Gonzalez had his growing pains, but he won four of five decisions from late July through August and has proven he can thrive in the spotlight as the Orioles push toward their first postseason berth in 15 years.
He threw seven scoreless innings going head-to-head with Cy Young Award candidate David Price in a 1-0 win at Tampa Bay on Aug. 5. He won at Yankee Stadium twice in the span of 33 days, including seven shutout innings with a career-high nine strikeouts in a 6-1 win Aug. 31.
"He's gone through some good lineups," Orioles catcher Matt Wieters said. "When you can make a lineup with as many good hitters as the Yankees' be guessing and looking — when you can throw your fastball by guys with two strikes — that means you've got them thinking and it also means you have life on it. There are a lot of good hitters in that lineup who are used to being able to sort of hit everything that comes up there."
Wieters is among those who have seen Gonzalez progress in his short time in the majors. The catcher said Gonzalez has been able to use his split-fingered fastball as a quality pitch in any count, as well as his changeup.
"I really didn't know much about him when he made his first start up here," Wieters said. "You see a guy who can locate You see a guy who can move the ball around, so I figured he'd be able to have some success, but his secondary pitches have really come around since he he's been up here. You sort of realize he has put-away pitches other than just being able to locate his fastball. That's why he's been so successful. He's been able to make hitters have to choose which one they want to hit and anytime you can do that, it's going to give an upper hand to the pitcher."

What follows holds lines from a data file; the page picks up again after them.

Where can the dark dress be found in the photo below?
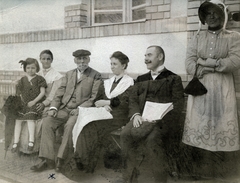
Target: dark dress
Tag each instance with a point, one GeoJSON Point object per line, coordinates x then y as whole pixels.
{"type": "Point", "coordinates": [92, 137]}
{"type": "Point", "coordinates": [29, 91]}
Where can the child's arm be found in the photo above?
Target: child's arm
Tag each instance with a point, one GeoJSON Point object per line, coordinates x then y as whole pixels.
{"type": "Point", "coordinates": [39, 97]}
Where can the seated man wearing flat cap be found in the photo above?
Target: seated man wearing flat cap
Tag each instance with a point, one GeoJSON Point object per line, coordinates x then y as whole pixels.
{"type": "Point", "coordinates": [79, 88]}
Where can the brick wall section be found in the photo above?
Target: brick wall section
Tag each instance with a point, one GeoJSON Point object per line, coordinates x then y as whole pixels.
{"type": "Point", "coordinates": [145, 27]}
{"type": "Point", "coordinates": [158, 9]}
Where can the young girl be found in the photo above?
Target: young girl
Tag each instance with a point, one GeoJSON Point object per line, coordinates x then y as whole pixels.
{"type": "Point", "coordinates": [31, 88]}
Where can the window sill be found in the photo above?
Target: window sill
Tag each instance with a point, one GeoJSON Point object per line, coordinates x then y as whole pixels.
{"type": "Point", "coordinates": [99, 25]}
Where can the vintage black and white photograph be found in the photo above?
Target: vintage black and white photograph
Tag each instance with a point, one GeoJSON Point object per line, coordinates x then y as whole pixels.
{"type": "Point", "coordinates": [119, 91]}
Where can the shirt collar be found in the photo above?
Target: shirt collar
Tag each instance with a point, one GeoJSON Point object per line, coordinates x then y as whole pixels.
{"type": "Point", "coordinates": [46, 70]}
{"type": "Point", "coordinates": [158, 70]}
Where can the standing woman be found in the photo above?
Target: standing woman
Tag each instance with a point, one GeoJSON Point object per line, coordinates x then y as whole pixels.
{"type": "Point", "coordinates": [113, 96]}
{"type": "Point", "coordinates": [53, 80]}
{"type": "Point", "coordinates": [211, 121]}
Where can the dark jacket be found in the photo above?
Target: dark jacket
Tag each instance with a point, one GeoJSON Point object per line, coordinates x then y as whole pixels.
{"type": "Point", "coordinates": [167, 87]}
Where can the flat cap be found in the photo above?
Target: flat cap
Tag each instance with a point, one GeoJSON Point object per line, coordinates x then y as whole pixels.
{"type": "Point", "coordinates": [79, 53]}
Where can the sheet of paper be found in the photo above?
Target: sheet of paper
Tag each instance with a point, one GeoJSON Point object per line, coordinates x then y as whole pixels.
{"type": "Point", "coordinates": [156, 111]}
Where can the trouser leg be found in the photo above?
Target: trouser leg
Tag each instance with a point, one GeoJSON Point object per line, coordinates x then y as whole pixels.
{"type": "Point", "coordinates": [66, 146]}
{"type": "Point", "coordinates": [17, 130]}
{"type": "Point", "coordinates": [128, 152]}
{"type": "Point", "coordinates": [49, 126]}
{"type": "Point", "coordinates": [156, 154]}
{"type": "Point", "coordinates": [31, 130]}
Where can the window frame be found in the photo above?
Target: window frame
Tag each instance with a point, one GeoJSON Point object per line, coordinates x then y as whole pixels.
{"type": "Point", "coordinates": [126, 11]}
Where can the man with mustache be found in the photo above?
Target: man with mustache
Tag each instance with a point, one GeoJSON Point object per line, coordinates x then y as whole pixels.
{"type": "Point", "coordinates": [79, 88]}
{"type": "Point", "coordinates": [162, 86]}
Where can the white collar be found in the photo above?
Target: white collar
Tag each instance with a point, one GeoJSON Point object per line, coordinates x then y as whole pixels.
{"type": "Point", "coordinates": [123, 85]}
{"type": "Point", "coordinates": [46, 70]}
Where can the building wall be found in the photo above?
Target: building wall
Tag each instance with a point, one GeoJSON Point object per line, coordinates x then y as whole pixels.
{"type": "Point", "coordinates": [165, 25]}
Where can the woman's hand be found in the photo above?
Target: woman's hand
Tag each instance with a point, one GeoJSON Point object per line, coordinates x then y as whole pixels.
{"type": "Point", "coordinates": [206, 70]}
{"type": "Point", "coordinates": [108, 108]}
{"type": "Point", "coordinates": [31, 103]}
{"type": "Point", "coordinates": [52, 113]}
{"type": "Point", "coordinates": [74, 112]}
{"type": "Point", "coordinates": [102, 103]}
{"type": "Point", "coordinates": [40, 106]}
{"type": "Point", "coordinates": [137, 121]}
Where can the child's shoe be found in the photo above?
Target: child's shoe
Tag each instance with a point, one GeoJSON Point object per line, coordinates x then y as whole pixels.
{"type": "Point", "coordinates": [30, 146]}
{"type": "Point", "coordinates": [14, 148]}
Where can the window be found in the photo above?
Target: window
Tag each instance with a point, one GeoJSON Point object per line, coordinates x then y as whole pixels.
{"type": "Point", "coordinates": [117, 11]}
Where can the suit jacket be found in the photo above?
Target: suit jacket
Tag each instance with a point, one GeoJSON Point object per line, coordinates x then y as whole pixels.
{"type": "Point", "coordinates": [89, 81]}
{"type": "Point", "coordinates": [167, 88]}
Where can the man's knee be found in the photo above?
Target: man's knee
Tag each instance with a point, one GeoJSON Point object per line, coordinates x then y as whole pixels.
{"type": "Point", "coordinates": [70, 123]}
{"type": "Point", "coordinates": [47, 122]}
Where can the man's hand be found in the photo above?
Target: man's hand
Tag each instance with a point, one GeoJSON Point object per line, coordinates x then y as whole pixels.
{"type": "Point", "coordinates": [108, 108]}
{"type": "Point", "coordinates": [40, 106]}
{"type": "Point", "coordinates": [137, 121]}
{"type": "Point", "coordinates": [102, 103]}
{"type": "Point", "coordinates": [31, 103]}
{"type": "Point", "coordinates": [52, 113]}
{"type": "Point", "coordinates": [74, 112]}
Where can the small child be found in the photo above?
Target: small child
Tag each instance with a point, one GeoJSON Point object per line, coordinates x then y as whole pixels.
{"type": "Point", "coordinates": [31, 88]}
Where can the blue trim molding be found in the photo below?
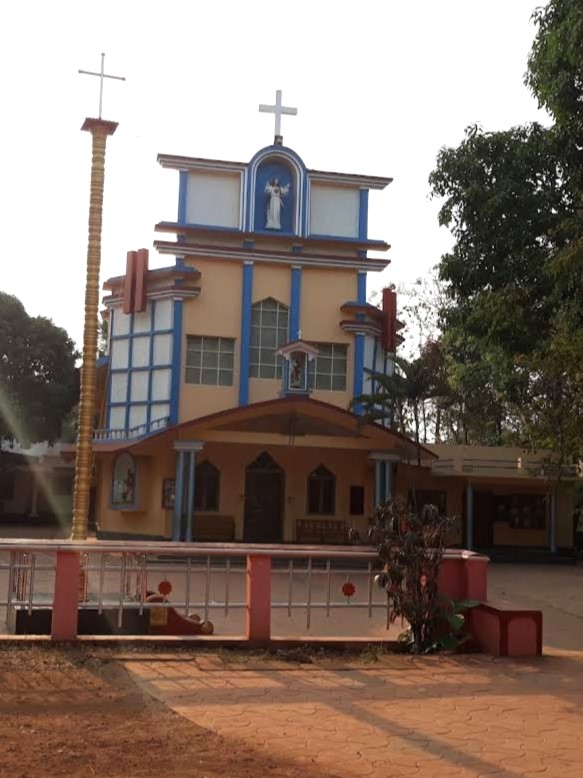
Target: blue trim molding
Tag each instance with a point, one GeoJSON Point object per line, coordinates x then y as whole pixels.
{"type": "Point", "coordinates": [129, 371]}
{"type": "Point", "coordinates": [359, 343]}
{"type": "Point", "coordinates": [358, 369]}
{"type": "Point", "coordinates": [295, 297]}
{"type": "Point", "coordinates": [247, 295]}
{"type": "Point", "coordinates": [363, 215]}
{"type": "Point", "coordinates": [151, 364]}
{"type": "Point", "coordinates": [176, 359]}
{"type": "Point", "coordinates": [182, 195]}
{"type": "Point", "coordinates": [361, 288]}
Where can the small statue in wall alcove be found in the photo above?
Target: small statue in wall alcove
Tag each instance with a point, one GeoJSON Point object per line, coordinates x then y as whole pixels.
{"type": "Point", "coordinates": [275, 193]}
{"type": "Point", "coordinates": [297, 370]}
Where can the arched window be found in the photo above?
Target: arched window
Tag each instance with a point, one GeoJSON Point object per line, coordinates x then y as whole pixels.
{"type": "Point", "coordinates": [123, 486]}
{"type": "Point", "coordinates": [208, 482]}
{"type": "Point", "coordinates": [322, 492]}
{"type": "Point", "coordinates": [269, 332]}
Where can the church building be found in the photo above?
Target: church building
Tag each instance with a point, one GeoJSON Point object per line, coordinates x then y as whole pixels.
{"type": "Point", "coordinates": [228, 393]}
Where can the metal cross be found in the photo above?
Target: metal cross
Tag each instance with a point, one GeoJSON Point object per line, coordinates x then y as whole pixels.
{"type": "Point", "coordinates": [278, 109]}
{"type": "Point", "coordinates": [101, 76]}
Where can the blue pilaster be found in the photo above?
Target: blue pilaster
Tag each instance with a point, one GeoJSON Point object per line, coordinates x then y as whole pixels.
{"type": "Point", "coordinates": [389, 481]}
{"type": "Point", "coordinates": [295, 298]}
{"type": "Point", "coordinates": [190, 493]}
{"type": "Point", "coordinates": [553, 522]}
{"type": "Point", "coordinates": [150, 364]}
{"type": "Point", "coordinates": [176, 362]}
{"type": "Point", "coordinates": [363, 215]}
{"type": "Point", "coordinates": [469, 516]}
{"type": "Point", "coordinates": [247, 296]}
{"type": "Point", "coordinates": [358, 369]}
{"type": "Point", "coordinates": [182, 193]}
{"type": "Point", "coordinates": [178, 497]}
{"type": "Point", "coordinates": [130, 362]}
{"type": "Point", "coordinates": [359, 344]}
{"type": "Point", "coordinates": [379, 482]}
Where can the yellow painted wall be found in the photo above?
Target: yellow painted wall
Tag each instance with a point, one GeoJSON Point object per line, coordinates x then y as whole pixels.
{"type": "Point", "coordinates": [351, 467]}
{"type": "Point", "coordinates": [216, 312]}
{"type": "Point", "coordinates": [148, 517]}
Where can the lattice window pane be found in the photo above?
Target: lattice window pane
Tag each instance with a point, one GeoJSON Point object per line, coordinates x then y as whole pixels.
{"type": "Point", "coordinates": [209, 360]}
{"type": "Point", "coordinates": [269, 332]}
{"type": "Point", "coordinates": [329, 368]}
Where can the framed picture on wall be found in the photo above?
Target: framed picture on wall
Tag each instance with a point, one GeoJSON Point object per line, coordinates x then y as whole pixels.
{"type": "Point", "coordinates": [168, 492]}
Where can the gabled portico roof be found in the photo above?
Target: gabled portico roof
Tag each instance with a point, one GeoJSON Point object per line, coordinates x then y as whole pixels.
{"type": "Point", "coordinates": [287, 421]}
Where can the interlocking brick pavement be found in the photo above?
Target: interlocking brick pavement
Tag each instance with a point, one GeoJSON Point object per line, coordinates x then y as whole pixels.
{"type": "Point", "coordinates": [431, 717]}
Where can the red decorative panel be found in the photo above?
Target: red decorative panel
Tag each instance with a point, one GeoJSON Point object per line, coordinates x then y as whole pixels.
{"type": "Point", "coordinates": [140, 302]}
{"type": "Point", "coordinates": [129, 282]}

Baseball has also taken notice of Gonzalez. After going 3-1 with a 1.91 ERA in five August starts, Gonzalez was one of the top vote-getters for the AL Pitcher of the Month and AL Rookie of the Month awards.
"I think he's a guy that's just letting it fly and trusting himself," Showalter said. "He doesn't have anything to lose. Heck, he's had a lot of people in his career tell him that he couldn't do something, and I think he knows he's in a place where people get him and know what he brings."
"I learned a lot"
Over his last five starts, the Orioles have given Gonzalez extra days rest — as much as 10 days between outings — to preserve him for the stretch run. This season, he's thrown 130 1/3 innings between the Orioles and Norfolk — more than he's ever thrown since his Tommy John surgery — and that doesn't count 70 innings in Mexico this winter.
"Because of the length of time in winter ball and the time off in between, it's hard to gauge," Showalter said. "A lot of guys don't pitch winter ball like they used to. Miguel has because of the injuries. It's over a longer sampling, so you don't look at it like the conventional way people look at innings in a given year."
Gonzalez doesn't mind the precautions. He's finally living his life-long dream of making it to the majors.
"Did it surprise me?" Gonzalez said of his success. "No, because I think [with] all the hard work, all the ups and downs, I learned a lot here in the states in the minor leagues [about] how to pitch, and also [in] winter ball, playing [in Mexico] six seasons.
"I think I'm mature to where I've had a lot of experience pitching against big league level baseball players. I think that's what helped me out to get to this level."